At the same time if anyone thinks that sociology can proceed without theorising, seeking a deeper understanding of society through developing the ideas connected with its own special reality, then they will progress no further with its study. This means we have to get beyond the metaphors which inhabit everyday discourse too.
For instance, likening a society to a play has long held a grip on the imagination of both playwrights (Shakespeare’s ‘All the world’s a stage’) and sociologists. The most famous sociologist in the world in the mid-twentieth century was Talcott Parsons whose theory of society was based on the idea that people fit into roles. The sociologist, who was also the best writer in the discipline, Erving Goffman, employed the drama metaphor, but with focus on the performance rather than the script. There’s a lot of scope for acting skill in his Presentation of Self in Everyday Life, but we still have to match up to demanding outside requirements if we are going to put on a competent show.
The drama metaphor draws attention to the constraints which society exercises over individual people and the way it proceeds in relative independence from them. This in spite of the fact that it can’t work without them. No actors, no performance tonight. But then, on the other hand, no play, no actors. Society is not simply external constraint, it provides opportunities which otherwise would not exist.
We emphasise these features of society when we look at it from the standpoint of individual people. It is external to me and to you, and to every other individual. The stage play, Agatha Christie’s Mousetrap has been showing continuously in London’s West End now for over forty years. No one from the original cast of actors remains and the play goes on.
Just as the play can only be performed by actors so society only exists in what people do. It is then both external and internal. It is constraining but also enabling. So we get nearer to the reality of society if we think of a play in which we make up the parts as we go along. But we can’t do it just as we like. ‘Theatre’, then, is as much a metaphor for the reality of society as ‘system’, ‘organism’, or ‘market’.
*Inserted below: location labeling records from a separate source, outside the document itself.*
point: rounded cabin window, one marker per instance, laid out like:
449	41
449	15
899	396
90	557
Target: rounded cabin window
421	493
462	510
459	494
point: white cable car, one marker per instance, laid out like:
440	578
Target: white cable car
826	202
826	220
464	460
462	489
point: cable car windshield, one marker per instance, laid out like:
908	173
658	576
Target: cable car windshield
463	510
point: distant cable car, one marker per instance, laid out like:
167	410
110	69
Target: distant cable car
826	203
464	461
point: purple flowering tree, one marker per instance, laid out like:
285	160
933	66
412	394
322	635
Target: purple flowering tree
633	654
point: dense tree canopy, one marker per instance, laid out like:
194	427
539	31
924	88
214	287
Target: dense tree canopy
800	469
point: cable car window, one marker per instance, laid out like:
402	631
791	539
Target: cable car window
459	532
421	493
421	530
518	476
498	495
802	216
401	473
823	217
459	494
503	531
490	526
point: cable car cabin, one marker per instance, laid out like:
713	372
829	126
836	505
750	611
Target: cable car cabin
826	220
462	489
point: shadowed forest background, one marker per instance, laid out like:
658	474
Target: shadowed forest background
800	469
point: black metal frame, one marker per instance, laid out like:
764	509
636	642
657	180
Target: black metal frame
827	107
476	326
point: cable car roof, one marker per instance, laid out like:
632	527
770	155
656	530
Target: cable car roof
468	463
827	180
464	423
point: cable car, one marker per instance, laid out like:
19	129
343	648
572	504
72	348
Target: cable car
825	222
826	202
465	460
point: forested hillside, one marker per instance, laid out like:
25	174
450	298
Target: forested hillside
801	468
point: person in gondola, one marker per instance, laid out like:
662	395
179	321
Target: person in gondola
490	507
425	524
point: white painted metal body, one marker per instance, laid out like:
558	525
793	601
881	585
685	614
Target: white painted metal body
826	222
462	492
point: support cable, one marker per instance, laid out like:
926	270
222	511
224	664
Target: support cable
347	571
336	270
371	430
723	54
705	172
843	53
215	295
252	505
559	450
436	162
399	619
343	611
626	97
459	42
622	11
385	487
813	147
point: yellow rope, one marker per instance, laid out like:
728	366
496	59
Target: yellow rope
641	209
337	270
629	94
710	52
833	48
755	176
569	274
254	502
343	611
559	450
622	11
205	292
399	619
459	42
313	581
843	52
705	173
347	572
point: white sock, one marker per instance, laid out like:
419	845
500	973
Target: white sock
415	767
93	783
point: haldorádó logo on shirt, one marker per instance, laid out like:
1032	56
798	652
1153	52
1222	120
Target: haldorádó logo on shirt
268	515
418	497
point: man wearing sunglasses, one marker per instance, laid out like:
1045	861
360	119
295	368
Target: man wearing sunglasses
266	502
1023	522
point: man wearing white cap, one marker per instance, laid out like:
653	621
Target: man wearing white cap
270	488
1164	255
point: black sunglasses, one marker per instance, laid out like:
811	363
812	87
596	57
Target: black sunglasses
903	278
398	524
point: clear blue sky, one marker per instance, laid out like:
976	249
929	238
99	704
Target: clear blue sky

The ease with which we fall into metaphorical discourse shows how elusive is the reality of society. Erving Goffman’s emphasis on performance comes close to capturing that reality. But it is not because the idea of performance is imported from drama. That confuses metaphor with reality. Those who can perform on a stage do so because they have first learned to perform in life, not the other way round, even if contemporary culture gives us plenty of examples of life become theatre. We have to look for our theoretical concepts in the idea of society itself.